Terzo punto, possono esserci delle proiezioni rispetto al terapeuta, quello che tecnicamente si chiama “transfert”: si può proiettare nella persona del terapeuta qualcuno appartenente alla propria storia, può essere un’occasione in questo caso dove sperimentare un atteggiamento diverso dal solito cliché. Solo dopo aver risolto questa dinamica, che può essere altamente terapeutica, allora, conviene valutare se la relazione non funziona ed eventualmente cambiare professionista.

Vorrei soffermarmi sulla grande possibilità che sia in questo caso riscrivere un copione che si sta mettendo in atto.
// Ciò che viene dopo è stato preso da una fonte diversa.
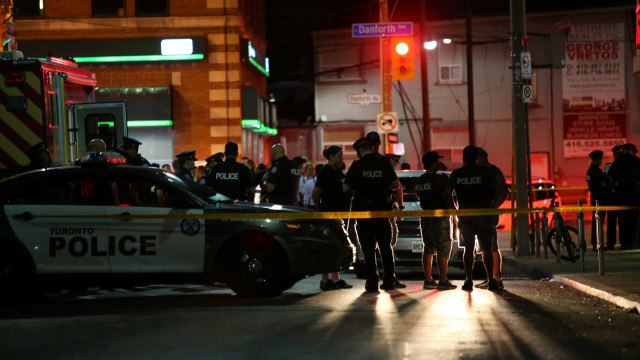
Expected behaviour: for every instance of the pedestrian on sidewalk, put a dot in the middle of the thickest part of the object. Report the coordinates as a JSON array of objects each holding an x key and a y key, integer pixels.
[
  {"x": 598, "y": 184},
  {"x": 433, "y": 191}
]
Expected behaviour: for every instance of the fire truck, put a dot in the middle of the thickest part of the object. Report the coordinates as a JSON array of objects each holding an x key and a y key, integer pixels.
[{"x": 51, "y": 100}]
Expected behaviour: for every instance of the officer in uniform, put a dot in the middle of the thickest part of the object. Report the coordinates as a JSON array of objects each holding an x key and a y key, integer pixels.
[
  {"x": 129, "y": 150},
  {"x": 39, "y": 157},
  {"x": 186, "y": 164},
  {"x": 373, "y": 181},
  {"x": 281, "y": 181},
  {"x": 475, "y": 188},
  {"x": 598, "y": 183},
  {"x": 625, "y": 172},
  {"x": 231, "y": 178},
  {"x": 433, "y": 190}
]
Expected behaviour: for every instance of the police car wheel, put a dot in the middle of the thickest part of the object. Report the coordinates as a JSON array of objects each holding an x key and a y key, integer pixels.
[
  {"x": 17, "y": 278},
  {"x": 255, "y": 266}
]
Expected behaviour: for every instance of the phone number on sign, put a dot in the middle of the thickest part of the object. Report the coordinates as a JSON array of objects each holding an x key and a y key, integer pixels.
[{"x": 594, "y": 144}]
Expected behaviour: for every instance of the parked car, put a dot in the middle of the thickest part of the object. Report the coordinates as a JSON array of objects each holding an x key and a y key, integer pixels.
[
  {"x": 98, "y": 224},
  {"x": 408, "y": 249}
]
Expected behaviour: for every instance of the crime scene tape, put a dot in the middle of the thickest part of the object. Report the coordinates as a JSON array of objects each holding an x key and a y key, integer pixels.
[{"x": 316, "y": 215}]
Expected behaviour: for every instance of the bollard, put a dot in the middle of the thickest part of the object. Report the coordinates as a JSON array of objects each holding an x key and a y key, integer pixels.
[
  {"x": 545, "y": 233},
  {"x": 558, "y": 234},
  {"x": 599, "y": 241},
  {"x": 581, "y": 243},
  {"x": 536, "y": 229}
]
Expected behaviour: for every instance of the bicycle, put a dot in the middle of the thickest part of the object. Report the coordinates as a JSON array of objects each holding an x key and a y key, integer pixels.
[{"x": 568, "y": 237}]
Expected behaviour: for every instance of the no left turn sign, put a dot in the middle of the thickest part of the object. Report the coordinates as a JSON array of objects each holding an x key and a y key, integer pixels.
[{"x": 388, "y": 122}]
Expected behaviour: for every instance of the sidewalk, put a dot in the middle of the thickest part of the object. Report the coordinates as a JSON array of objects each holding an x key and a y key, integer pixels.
[{"x": 620, "y": 283}]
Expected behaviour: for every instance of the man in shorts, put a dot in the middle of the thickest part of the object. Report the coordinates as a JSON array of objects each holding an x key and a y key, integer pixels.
[
  {"x": 434, "y": 193},
  {"x": 475, "y": 188}
]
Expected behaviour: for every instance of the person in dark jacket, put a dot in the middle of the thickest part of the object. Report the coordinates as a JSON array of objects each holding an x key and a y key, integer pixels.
[{"x": 373, "y": 182}]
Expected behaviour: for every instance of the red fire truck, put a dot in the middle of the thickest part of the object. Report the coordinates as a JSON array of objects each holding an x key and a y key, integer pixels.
[{"x": 51, "y": 100}]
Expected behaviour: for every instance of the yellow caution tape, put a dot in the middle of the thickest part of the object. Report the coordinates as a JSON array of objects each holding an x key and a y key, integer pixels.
[{"x": 355, "y": 214}]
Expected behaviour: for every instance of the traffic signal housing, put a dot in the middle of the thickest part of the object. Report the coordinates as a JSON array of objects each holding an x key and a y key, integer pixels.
[{"x": 402, "y": 58}]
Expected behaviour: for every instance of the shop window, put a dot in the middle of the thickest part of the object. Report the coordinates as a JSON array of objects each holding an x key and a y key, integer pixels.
[
  {"x": 152, "y": 8},
  {"x": 24, "y": 9},
  {"x": 107, "y": 8}
]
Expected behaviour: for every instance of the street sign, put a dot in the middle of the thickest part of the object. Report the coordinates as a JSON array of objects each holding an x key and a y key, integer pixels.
[
  {"x": 527, "y": 93},
  {"x": 382, "y": 29},
  {"x": 387, "y": 122}
]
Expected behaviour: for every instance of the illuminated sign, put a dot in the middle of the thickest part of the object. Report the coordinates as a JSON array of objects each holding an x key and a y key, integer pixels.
[
  {"x": 255, "y": 57},
  {"x": 176, "y": 47}
]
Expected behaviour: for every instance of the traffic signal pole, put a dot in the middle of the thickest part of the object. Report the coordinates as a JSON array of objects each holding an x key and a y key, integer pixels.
[
  {"x": 385, "y": 61},
  {"x": 519, "y": 112}
]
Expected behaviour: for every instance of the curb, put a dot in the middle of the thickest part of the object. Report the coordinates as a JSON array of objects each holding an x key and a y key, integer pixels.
[{"x": 604, "y": 294}]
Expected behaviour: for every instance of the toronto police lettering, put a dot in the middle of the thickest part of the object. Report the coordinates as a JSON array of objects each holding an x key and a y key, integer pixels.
[
  {"x": 372, "y": 173},
  {"x": 470, "y": 180},
  {"x": 226, "y": 176},
  {"x": 79, "y": 246}
]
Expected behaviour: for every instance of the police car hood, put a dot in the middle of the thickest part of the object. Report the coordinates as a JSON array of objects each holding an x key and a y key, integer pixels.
[{"x": 243, "y": 206}]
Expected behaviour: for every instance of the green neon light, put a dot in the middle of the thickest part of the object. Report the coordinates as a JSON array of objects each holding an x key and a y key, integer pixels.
[
  {"x": 132, "y": 58},
  {"x": 258, "y": 66},
  {"x": 149, "y": 123},
  {"x": 251, "y": 123}
]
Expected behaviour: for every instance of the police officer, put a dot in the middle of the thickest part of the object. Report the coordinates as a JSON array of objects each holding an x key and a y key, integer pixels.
[
  {"x": 625, "y": 172},
  {"x": 598, "y": 183},
  {"x": 39, "y": 157},
  {"x": 373, "y": 181},
  {"x": 231, "y": 178},
  {"x": 612, "y": 215},
  {"x": 280, "y": 182},
  {"x": 433, "y": 190},
  {"x": 186, "y": 164},
  {"x": 475, "y": 188},
  {"x": 129, "y": 150}
]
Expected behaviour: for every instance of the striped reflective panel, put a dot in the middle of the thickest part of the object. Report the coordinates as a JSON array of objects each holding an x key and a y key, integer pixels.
[{"x": 19, "y": 129}]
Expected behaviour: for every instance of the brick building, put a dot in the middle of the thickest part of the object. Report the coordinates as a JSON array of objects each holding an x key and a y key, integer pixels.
[{"x": 202, "y": 84}]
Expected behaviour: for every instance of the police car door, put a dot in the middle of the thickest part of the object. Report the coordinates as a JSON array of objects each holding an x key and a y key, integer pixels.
[
  {"x": 170, "y": 241},
  {"x": 59, "y": 216}
]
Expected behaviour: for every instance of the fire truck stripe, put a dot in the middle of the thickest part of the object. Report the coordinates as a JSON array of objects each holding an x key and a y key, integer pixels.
[
  {"x": 22, "y": 120},
  {"x": 10, "y": 155}
]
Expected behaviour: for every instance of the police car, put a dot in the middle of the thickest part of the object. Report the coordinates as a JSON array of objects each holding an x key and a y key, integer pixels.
[
  {"x": 94, "y": 225},
  {"x": 408, "y": 248}
]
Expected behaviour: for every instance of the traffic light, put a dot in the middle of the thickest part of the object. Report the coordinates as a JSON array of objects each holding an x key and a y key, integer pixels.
[{"x": 402, "y": 58}]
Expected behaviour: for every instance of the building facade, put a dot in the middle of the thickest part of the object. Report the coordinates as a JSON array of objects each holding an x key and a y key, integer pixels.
[
  {"x": 191, "y": 71},
  {"x": 584, "y": 90}
]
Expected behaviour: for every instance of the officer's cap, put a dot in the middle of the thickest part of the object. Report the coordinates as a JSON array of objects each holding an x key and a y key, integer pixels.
[
  {"x": 430, "y": 156},
  {"x": 630, "y": 146},
  {"x": 596, "y": 155},
  {"x": 231, "y": 148},
  {"x": 374, "y": 137},
  {"x": 35, "y": 149},
  {"x": 361, "y": 142},
  {"x": 187, "y": 154},
  {"x": 130, "y": 142}
]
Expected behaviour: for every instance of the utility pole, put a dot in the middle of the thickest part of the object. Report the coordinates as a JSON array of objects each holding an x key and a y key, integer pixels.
[
  {"x": 519, "y": 111},
  {"x": 470, "y": 104},
  {"x": 385, "y": 61},
  {"x": 424, "y": 77}
]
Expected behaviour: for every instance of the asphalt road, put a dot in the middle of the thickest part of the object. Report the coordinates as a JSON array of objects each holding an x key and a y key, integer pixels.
[{"x": 530, "y": 319}]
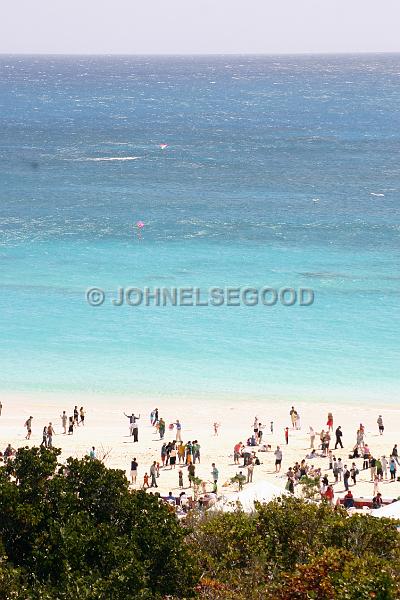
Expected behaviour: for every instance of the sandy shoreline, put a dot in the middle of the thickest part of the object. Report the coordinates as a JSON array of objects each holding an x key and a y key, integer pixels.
[{"x": 107, "y": 429}]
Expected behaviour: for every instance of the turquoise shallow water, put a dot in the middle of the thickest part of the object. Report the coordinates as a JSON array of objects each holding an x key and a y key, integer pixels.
[{"x": 280, "y": 172}]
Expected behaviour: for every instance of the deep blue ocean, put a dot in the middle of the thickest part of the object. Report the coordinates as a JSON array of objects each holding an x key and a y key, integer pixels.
[{"x": 279, "y": 172}]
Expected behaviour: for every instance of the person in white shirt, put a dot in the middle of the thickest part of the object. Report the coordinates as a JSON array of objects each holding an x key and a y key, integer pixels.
[{"x": 278, "y": 459}]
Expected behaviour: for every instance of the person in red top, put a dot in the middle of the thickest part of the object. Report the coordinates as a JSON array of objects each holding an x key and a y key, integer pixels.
[
  {"x": 330, "y": 422},
  {"x": 236, "y": 452},
  {"x": 329, "y": 494}
]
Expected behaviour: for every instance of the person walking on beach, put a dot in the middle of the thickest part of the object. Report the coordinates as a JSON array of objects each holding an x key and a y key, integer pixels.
[
  {"x": 380, "y": 425},
  {"x": 172, "y": 456},
  {"x": 346, "y": 477},
  {"x": 155, "y": 416},
  {"x": 278, "y": 459},
  {"x": 133, "y": 425},
  {"x": 196, "y": 451},
  {"x": 28, "y": 425},
  {"x": 161, "y": 428},
  {"x": 287, "y": 435},
  {"x": 335, "y": 470},
  {"x": 44, "y": 437},
  {"x": 379, "y": 469},
  {"x": 338, "y": 434},
  {"x": 178, "y": 430},
  {"x": 191, "y": 473},
  {"x": 395, "y": 454},
  {"x": 134, "y": 466},
  {"x": 392, "y": 469},
  {"x": 372, "y": 466},
  {"x": 384, "y": 463},
  {"x": 250, "y": 469},
  {"x": 214, "y": 475},
  {"x": 293, "y": 416},
  {"x": 353, "y": 473},
  {"x": 64, "y": 420},
  {"x": 153, "y": 474},
  {"x": 237, "y": 449},
  {"x": 366, "y": 457},
  {"x": 312, "y": 438},
  {"x": 329, "y": 422},
  {"x": 340, "y": 469},
  {"x": 50, "y": 433}
]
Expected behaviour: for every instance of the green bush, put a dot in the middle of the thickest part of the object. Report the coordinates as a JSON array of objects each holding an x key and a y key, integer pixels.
[{"x": 77, "y": 531}]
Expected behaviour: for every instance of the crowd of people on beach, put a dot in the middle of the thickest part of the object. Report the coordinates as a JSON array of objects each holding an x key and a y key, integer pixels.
[
  {"x": 68, "y": 424},
  {"x": 184, "y": 457}
]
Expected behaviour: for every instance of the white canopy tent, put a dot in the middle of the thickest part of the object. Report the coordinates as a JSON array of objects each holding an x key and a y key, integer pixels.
[{"x": 262, "y": 491}]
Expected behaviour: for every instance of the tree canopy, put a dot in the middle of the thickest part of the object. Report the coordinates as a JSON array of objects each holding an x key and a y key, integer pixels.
[{"x": 75, "y": 530}]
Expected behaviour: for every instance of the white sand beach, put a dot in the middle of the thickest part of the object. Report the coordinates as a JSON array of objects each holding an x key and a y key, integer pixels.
[{"x": 107, "y": 429}]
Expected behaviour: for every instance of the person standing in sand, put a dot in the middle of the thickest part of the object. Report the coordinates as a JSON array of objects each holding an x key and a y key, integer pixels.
[
  {"x": 250, "y": 469},
  {"x": 312, "y": 438},
  {"x": 28, "y": 425},
  {"x": 153, "y": 474},
  {"x": 161, "y": 428},
  {"x": 133, "y": 425},
  {"x": 134, "y": 466},
  {"x": 64, "y": 420},
  {"x": 278, "y": 459},
  {"x": 298, "y": 422},
  {"x": 384, "y": 463},
  {"x": 215, "y": 475},
  {"x": 338, "y": 434},
  {"x": 50, "y": 433},
  {"x": 293, "y": 416},
  {"x": 329, "y": 422},
  {"x": 44, "y": 437},
  {"x": 380, "y": 425},
  {"x": 178, "y": 431}
]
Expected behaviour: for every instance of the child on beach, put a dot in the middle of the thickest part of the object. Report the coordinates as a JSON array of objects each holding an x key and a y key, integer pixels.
[
  {"x": 28, "y": 425},
  {"x": 329, "y": 422},
  {"x": 64, "y": 420},
  {"x": 380, "y": 425}
]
Per fare un esempio, se nel terapeuta vedo mia madre o la mia ex moglie e rivivo quelle stesse dinamiche, con conseguenti emozioni di rabbia che ho sperimentato nel passato, nel presente, può essere l’occasione di vivere in quella relazione protetta qualcosa di evoluto, forse attraverso un chiarimento, esplicitando le ragioni della rabbia. Possono essere tante le strade che portano a una ricostruzione del rapporto, e questo risanamento può essere un meraviglioso progresso. Altro esempio, se dico al mio terapeuta una bugia perché non voglio andare a fare una seduta, successivamente svelandolo si potrebbe fare un passo verso l’individuazione. È come avere il coraggio di essere se stessi davanti ai genitori, senza paura di non soddisfare le loro aspettative.

Alle volte una relazione terapeutica può terminare o non funzionare bene: in questo caso ricordiamoci dei saluti, di chiudere senza nodi sospesi o irrisolti per poter capitalizzare quello che di buono c’è stato precedentemente. Salutare una persona e chiudere in pace un rapporto è una separazione sana e anche questo può essere terapeutico.

Forse ho scelto di fare uno dei mestieri più difficili: allo stesso tempo è una delle professioni più belle e appassionanti che parlano di umanità, di cuore, di dolore, di crescita e tutte le emozioni che proviamo ci stanno dicendo qualcosa, parlano di noi. Anche se sono fastidiose, il nostro corpo e la nostra mente ci sta comunicando qualcosa di importante. Se avete visto il primo film Inside out sicuramente ricorderete quale emozione salva la bambina alla fine della storia: la tristezza! Proprio quella che non ci piace tanto, a volte, ci può anche salvare da qualcosa che non è buono per noi, oppure ci può dire cos’è che stiamo desiderando. Stare nelle criticità, nelle feritoie, non è cosa semplice, risanare le ferite dell’animo e un’arte lenta e complicata.